Zamanını ekranda geçirenleri, oyun oynayanları, her daim elinde telefon olup işini gücünü etkileyecek kadar kullananları aşırı eleştirdiğim için sanki bu.
Neyse dönelim günlük işlere güçlere. Geçen hafta sonu eşim işten çıktığı gibi yola düştük. Kocaeli'ne doğru annemlerle ilk gurbet buluşmamızı yapacağımız için heyecan içindeydik.
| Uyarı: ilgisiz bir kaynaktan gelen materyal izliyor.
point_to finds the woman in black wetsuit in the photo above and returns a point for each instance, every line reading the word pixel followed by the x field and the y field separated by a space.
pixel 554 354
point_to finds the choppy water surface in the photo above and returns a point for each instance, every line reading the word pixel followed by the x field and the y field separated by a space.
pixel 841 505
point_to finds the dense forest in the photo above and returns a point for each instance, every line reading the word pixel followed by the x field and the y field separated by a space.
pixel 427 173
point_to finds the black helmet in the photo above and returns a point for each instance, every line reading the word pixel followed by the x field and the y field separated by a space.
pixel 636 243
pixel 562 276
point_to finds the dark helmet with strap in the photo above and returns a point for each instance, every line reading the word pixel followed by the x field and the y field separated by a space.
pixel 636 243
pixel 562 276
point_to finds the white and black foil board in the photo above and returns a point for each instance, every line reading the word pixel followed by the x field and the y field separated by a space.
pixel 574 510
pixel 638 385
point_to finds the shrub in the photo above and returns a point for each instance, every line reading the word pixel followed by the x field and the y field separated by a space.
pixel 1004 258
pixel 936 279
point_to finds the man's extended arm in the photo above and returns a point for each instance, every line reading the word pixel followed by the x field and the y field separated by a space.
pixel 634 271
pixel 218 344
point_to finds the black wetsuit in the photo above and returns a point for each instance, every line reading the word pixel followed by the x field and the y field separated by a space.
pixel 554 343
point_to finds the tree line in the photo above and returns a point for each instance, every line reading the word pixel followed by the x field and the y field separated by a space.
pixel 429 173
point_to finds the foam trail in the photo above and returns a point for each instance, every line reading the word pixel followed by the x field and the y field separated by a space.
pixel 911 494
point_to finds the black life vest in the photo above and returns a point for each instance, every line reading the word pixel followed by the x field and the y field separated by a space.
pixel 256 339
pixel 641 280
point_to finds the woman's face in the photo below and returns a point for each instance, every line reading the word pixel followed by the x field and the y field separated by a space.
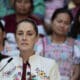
pixel 23 6
pixel 1 36
pixel 61 24
pixel 25 36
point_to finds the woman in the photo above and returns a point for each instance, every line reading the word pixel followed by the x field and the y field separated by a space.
pixel 28 66
pixel 60 47
pixel 75 30
pixel 2 37
pixel 23 10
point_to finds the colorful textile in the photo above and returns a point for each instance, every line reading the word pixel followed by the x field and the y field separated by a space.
pixel 41 69
pixel 65 54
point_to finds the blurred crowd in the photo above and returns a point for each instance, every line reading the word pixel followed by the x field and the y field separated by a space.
pixel 58 23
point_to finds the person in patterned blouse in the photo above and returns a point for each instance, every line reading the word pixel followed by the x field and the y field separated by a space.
pixel 28 66
pixel 58 46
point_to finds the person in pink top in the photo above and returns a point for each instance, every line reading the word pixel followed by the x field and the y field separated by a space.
pixel 60 47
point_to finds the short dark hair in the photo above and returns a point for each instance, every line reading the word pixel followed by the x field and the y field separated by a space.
pixel 30 21
pixel 61 10
pixel 1 26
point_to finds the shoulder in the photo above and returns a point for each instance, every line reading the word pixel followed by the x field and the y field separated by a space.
pixel 36 19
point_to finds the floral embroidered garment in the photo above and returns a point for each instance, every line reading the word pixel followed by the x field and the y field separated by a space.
pixel 41 69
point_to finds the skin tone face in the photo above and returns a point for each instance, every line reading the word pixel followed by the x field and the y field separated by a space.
pixel 25 36
pixel 23 7
pixel 1 36
pixel 61 24
pixel 77 2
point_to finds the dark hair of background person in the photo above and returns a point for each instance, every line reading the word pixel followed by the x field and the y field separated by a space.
pixel 32 5
pixel 30 21
pixel 75 30
pixel 54 15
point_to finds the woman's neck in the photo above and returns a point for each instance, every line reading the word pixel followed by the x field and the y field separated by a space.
pixel 26 54
pixel 58 39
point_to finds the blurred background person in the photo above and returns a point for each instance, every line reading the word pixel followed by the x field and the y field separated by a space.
pixel 28 66
pixel 60 47
pixel 23 10
pixel 75 29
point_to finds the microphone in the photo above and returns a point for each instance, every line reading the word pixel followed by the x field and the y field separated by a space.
pixel 6 64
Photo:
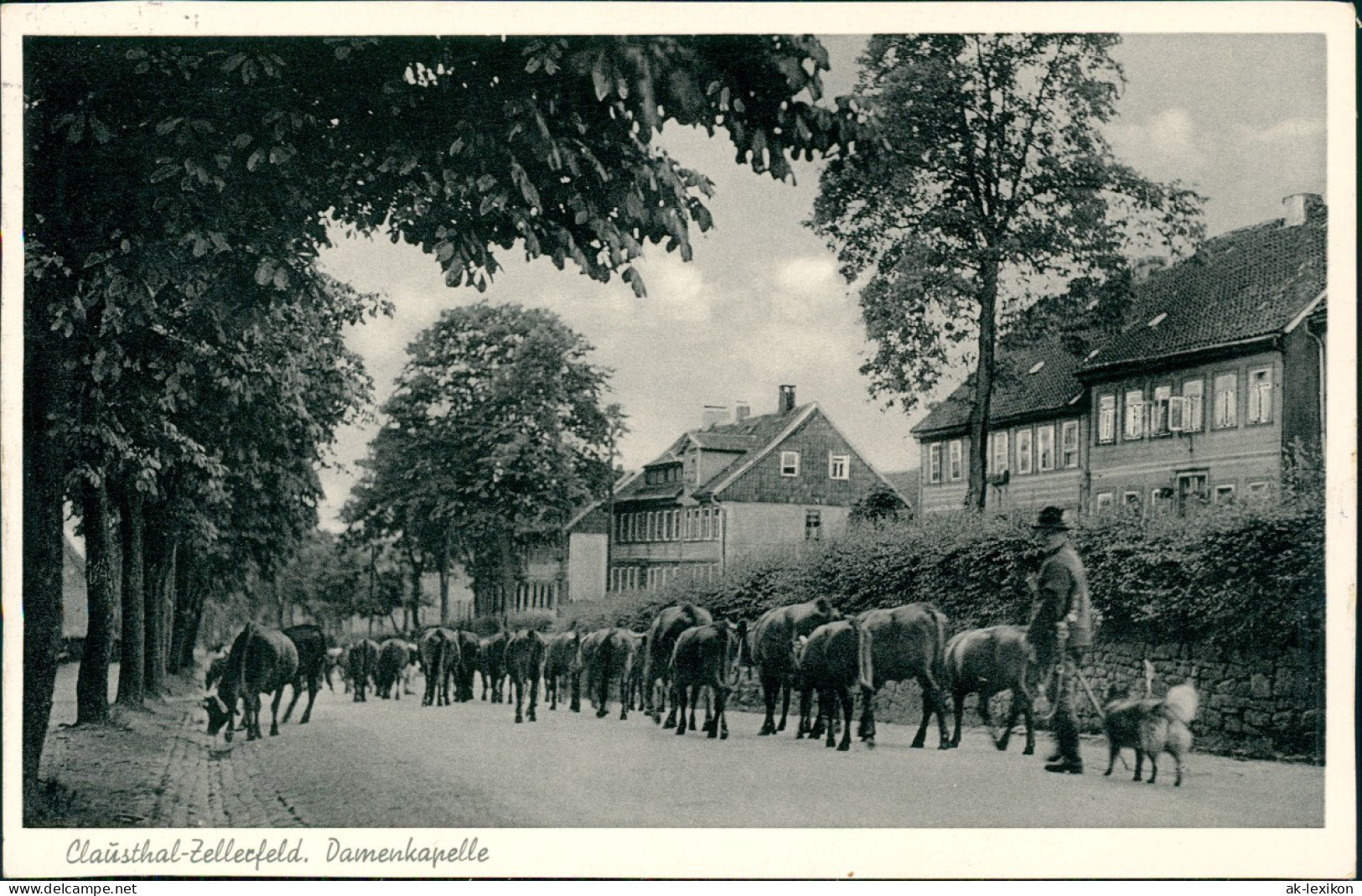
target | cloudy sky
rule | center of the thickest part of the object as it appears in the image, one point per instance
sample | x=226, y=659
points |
x=1238, y=117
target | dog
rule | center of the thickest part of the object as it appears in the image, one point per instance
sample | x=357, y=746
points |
x=1151, y=726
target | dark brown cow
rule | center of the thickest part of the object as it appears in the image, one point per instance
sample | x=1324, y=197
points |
x=470, y=660
x=836, y=660
x=262, y=660
x=311, y=643
x=560, y=666
x=387, y=677
x=612, y=655
x=494, y=653
x=989, y=662
x=525, y=666
x=440, y=660
x=706, y=656
x=910, y=645
x=773, y=651
x=361, y=662
x=662, y=639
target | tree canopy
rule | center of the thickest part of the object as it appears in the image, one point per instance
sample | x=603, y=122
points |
x=996, y=180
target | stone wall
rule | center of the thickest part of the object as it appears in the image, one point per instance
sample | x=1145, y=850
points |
x=1251, y=706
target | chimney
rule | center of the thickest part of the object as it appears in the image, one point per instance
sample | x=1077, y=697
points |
x=1301, y=207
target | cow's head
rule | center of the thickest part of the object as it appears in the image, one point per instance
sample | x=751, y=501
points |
x=218, y=715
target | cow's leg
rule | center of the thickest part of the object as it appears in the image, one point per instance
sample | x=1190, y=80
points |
x=313, y=686
x=274, y=708
x=769, y=692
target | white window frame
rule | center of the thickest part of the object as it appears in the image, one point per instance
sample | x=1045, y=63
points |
x=1229, y=409
x=1106, y=418
x=998, y=457
x=839, y=466
x=1069, y=455
x=1024, y=444
x=1132, y=427
x=1159, y=410
x=1042, y=435
x=1261, y=414
x=1194, y=403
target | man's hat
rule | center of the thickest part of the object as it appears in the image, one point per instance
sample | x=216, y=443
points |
x=1053, y=518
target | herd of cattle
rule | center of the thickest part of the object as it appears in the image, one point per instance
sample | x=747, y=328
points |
x=806, y=649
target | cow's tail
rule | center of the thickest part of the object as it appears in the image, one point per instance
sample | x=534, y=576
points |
x=865, y=660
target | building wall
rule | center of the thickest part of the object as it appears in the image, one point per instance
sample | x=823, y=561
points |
x=756, y=529
x=815, y=442
x=586, y=567
x=1235, y=457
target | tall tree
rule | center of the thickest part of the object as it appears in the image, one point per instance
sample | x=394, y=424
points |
x=995, y=179
x=150, y=163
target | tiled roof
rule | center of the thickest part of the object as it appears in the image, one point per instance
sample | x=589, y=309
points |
x=1238, y=286
x=1241, y=285
x=744, y=438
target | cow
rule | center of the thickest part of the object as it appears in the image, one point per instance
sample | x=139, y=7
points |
x=562, y=666
x=361, y=662
x=989, y=662
x=470, y=658
x=440, y=660
x=311, y=643
x=773, y=651
x=335, y=660
x=910, y=645
x=262, y=660
x=387, y=677
x=662, y=639
x=614, y=655
x=494, y=653
x=525, y=666
x=836, y=660
x=706, y=656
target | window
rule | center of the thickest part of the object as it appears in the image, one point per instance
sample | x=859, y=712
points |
x=1106, y=418
x=1069, y=444
x=1023, y=451
x=1000, y=453
x=839, y=466
x=1159, y=410
x=1192, y=392
x=1045, y=447
x=1260, y=395
x=1133, y=416
x=1226, y=392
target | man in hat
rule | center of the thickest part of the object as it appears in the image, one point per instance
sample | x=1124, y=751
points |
x=1061, y=628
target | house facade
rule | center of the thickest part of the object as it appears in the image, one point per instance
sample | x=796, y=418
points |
x=1214, y=377
x=734, y=489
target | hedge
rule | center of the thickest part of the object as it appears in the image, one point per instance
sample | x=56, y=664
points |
x=1240, y=577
                      Sonunda eve gelmiştik. İki hafta olmuş, özlemişiz birbirimizi. İleri de daha da uzun olacak ama bu seferde gece gündüz dolu dolu beraber olduk, eh bu da güzel. Annem biz geleceğiz diye boşnak börekleri yapmış, dolmalar, sarmalar her şey baba evinde ne de güzel. Balkonu ömre bedel zaten deniz kıyısında, özlemişiz denizi de kokusunu da . Ama kalabalık, kalabalık, kalabalık! 

Sevmiyorum artık bu kadar kalabalık yaşamayı. Balkonda oturduğumuzda sahil boyunca giden gelen arabalardan sesimizi duymaz oluyoruz. Yine de beraber içilen kahvelerin, demlenen çayların, yapılan kahvaltıların tadı bir başka.



                                               Memleketimin gün batımı da başka güzel !

           Cumartesi günü bazı arkadaşlarımla sahilde görüştük, deniz kıyısında tüm öğle sonrası oturmak çok iyi geldi. Beraber çaylar içildi, tatlılar yendi, neler yapmışız kaç haftadır anlatıldı, kim ne yapacak sonbaharda planlar aktarıldı. 



                                 Bağ evimize de gidip bakmak gerekiyordu. İki hafta boyunca gidip sulama yapmayınca durumun içler acısı olduğunu tahmin ediyordum. Artık ilgilenme imkanımda olmayacak bundan sonra, ne yazık ki bahçemi kaderine terk edeceğim. Hem içeri de bulunan buzdolabının da fişini çekeceğiz ve artık ne zaman gelirsek kalır mıyız, kalmaz mıyız bilmiyorum çünkü annemler onlarda kalmamızı istiyorlar. 
Bahçeye gidince çok üzüldüm, zaten yağmur yağmadığından toprak çöl gibi olmuş. Domates fideleri kurumuş gitmiş, ortancalarım hele sanki o güne kadar hiç bakılmamış gibi kurumuşlar.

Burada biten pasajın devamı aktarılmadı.